I have been tasked with writing my first blog piece for PIE. So here it is – I’m nearly a month in to my new career as a recruiter and honestly, I’m having a ball learning all about the industry. After running around the shop floor managing amazing teams for the best part of 5 years, along with doing a 4-year fashion merchandising degree (the spreadsheet kind not the display kind) as well as various stints in Retail head offices… recruitment is a nice change of pace. I’m presented with new challenges every day and I’m completely fascinated by the lives and jobs people have lead.
However, my fascination with shops, shopping & consumer behaviour has not lessened - I love the way retailing is constantly changing and morphing.
Devolving? I don’t think so!
I love watching the progression of the “Hunger Games style battle royale” of retail.

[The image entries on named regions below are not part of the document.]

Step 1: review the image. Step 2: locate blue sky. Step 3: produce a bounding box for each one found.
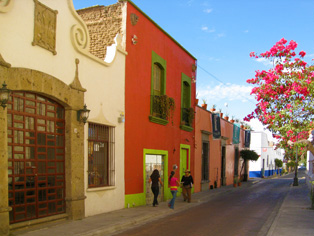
[73,0,314,133]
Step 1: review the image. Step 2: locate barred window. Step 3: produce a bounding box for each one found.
[88,123,115,188]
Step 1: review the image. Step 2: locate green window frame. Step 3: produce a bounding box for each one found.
[149,51,169,125]
[180,73,193,132]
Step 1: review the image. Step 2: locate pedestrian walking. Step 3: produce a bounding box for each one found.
[168,171,180,209]
[181,170,194,203]
[149,169,162,207]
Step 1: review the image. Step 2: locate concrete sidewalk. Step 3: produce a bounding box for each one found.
[12,179,314,236]
[12,180,248,236]
[267,178,314,236]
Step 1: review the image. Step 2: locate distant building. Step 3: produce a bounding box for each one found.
[249,131,284,178]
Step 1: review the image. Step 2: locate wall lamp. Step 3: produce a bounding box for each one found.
[0,82,11,109]
[77,104,90,124]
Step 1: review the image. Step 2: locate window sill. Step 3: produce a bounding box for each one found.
[180,125,193,132]
[86,186,117,192]
[149,115,169,125]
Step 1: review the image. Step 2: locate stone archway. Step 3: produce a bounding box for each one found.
[0,58,85,235]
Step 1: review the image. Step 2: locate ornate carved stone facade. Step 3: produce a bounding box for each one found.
[32,0,58,55]
[77,3,122,59]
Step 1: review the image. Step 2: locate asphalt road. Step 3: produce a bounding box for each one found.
[116,172,304,236]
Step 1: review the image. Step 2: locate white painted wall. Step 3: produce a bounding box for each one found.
[249,131,284,175]
[0,0,126,216]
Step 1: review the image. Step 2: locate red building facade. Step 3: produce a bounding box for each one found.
[125,1,196,207]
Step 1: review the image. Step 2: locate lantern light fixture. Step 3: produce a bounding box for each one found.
[0,82,11,109]
[77,104,90,124]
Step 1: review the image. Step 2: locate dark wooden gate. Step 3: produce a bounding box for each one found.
[8,92,65,223]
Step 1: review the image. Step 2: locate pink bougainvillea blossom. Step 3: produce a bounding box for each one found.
[244,38,314,161]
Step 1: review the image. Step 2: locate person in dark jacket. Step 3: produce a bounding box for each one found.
[149,169,162,207]
[181,170,194,203]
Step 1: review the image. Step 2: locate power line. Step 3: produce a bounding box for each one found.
[197,65,256,105]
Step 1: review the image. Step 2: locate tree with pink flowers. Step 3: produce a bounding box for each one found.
[244,38,314,161]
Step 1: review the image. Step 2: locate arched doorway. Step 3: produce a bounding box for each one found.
[7,92,66,223]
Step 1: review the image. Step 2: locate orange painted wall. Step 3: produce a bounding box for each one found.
[125,2,196,194]
[194,106,244,192]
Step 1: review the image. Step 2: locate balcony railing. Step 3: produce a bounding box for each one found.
[181,107,194,127]
[151,95,175,120]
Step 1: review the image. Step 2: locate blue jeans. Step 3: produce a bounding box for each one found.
[169,190,178,209]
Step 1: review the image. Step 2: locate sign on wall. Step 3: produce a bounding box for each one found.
[244,130,251,148]
[232,124,240,144]
[212,113,221,139]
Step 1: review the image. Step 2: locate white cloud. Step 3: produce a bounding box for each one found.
[198,84,254,102]
[187,0,194,6]
[248,119,277,143]
[204,8,213,13]
[255,57,273,66]
[201,26,216,33]
[208,57,220,61]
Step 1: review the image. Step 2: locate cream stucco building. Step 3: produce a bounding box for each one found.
[0,0,126,235]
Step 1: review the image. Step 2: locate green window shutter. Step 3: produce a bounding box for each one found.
[149,51,169,125]
[180,73,194,131]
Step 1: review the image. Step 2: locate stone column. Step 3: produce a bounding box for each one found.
[0,107,12,236]
[65,109,86,220]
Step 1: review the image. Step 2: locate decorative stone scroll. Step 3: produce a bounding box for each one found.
[32,0,58,55]
[0,0,13,12]
[130,13,138,25]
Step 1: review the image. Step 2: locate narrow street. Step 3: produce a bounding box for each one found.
[117,172,304,236]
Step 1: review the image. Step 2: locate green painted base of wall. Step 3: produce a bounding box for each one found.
[124,192,181,208]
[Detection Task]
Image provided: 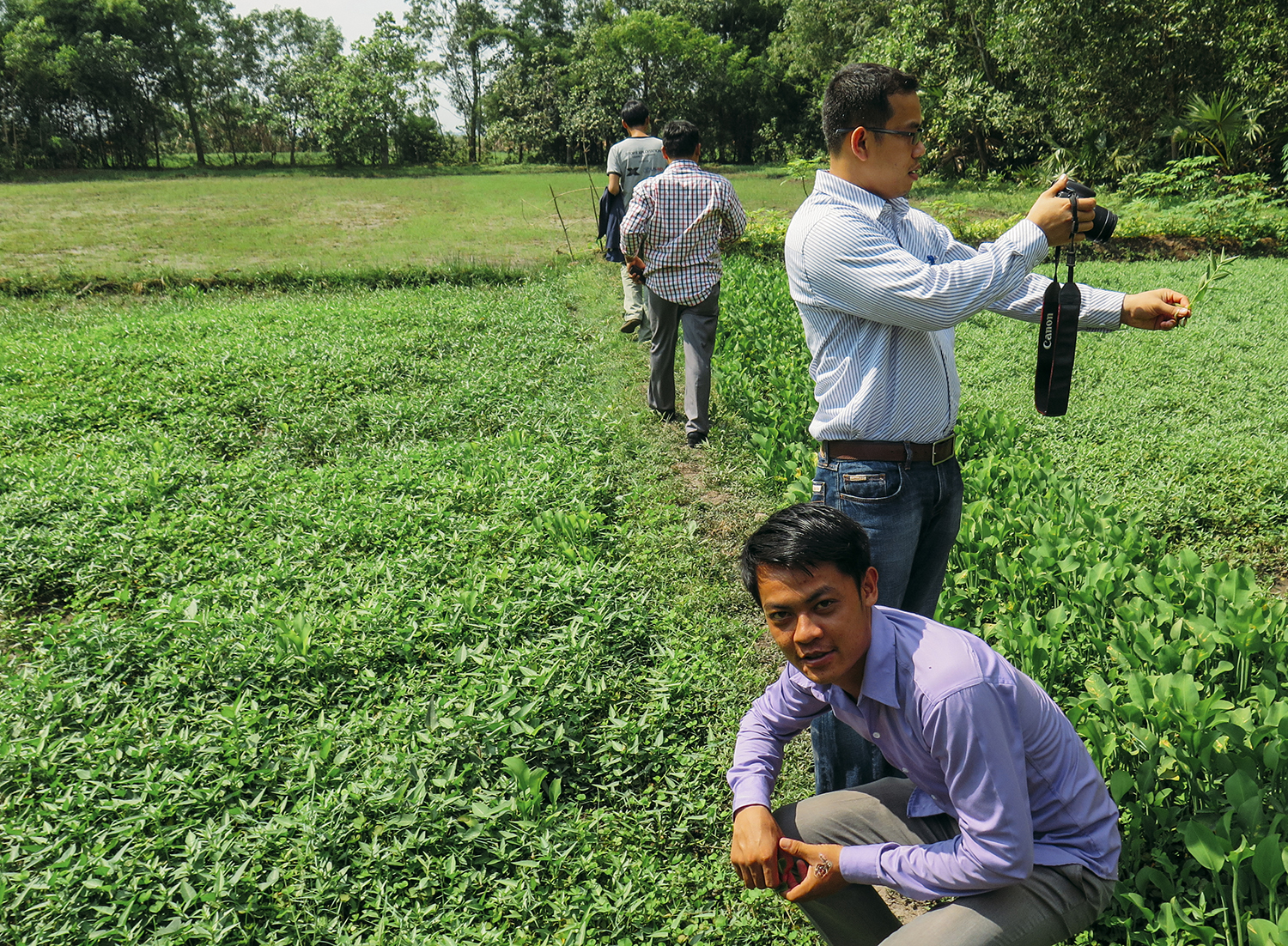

I’ll regularly catch up on the latest updates over my morning coffee completely captivated - Sainsburys buys Asda, Toys ‘R’ Us folds and trying to predict what corner of the market Amazon will conquer next? Can they be defeated? (Why are we even trying to defeat them?!)
“The glory days of retailers are over.”
People say retail is dying (like a dramatic scene from Casualty)! However, I believe retail is like a long running soap opera.... A guilty pleasure that secretly none of us will give up on.
Yes, the nature of retail is changing.
Retaining consumers and increasing brand reach is requiring an intelligence and skill from all angles. Retailers are being challenged to stitch the digital and the tangible together to create content that is engaging and personalised, and to provide products that are sustainable, ethically conscious and socially aware........ no small challenge!
For me, I love trying to predict where retail goes next. It’s a TV box set I can’t stop watching. The heroes and villains of the retail world and all the time I know that I can affect change simply by where/how I choose to spend my money.
The power is in our hands people, watch this space with anticipation not fear.
Retail has been in a constant state of renewal since the earliest days of commerce. Artisans were disrupted by merchants, who were disrupted by bazaars and spice-route traders. Pushcarts disrupted stand-alone stores. The Sears Roebuck catalog of 1893 disrupted the first era of brick-and-mortar retail. Malls disrupted the town square; superstores and category-killers disrupted the local five-and-dime. And now, off-price, dollar stores, fast-fashion and online players are shaking up the industry. Through it all, retail has survived.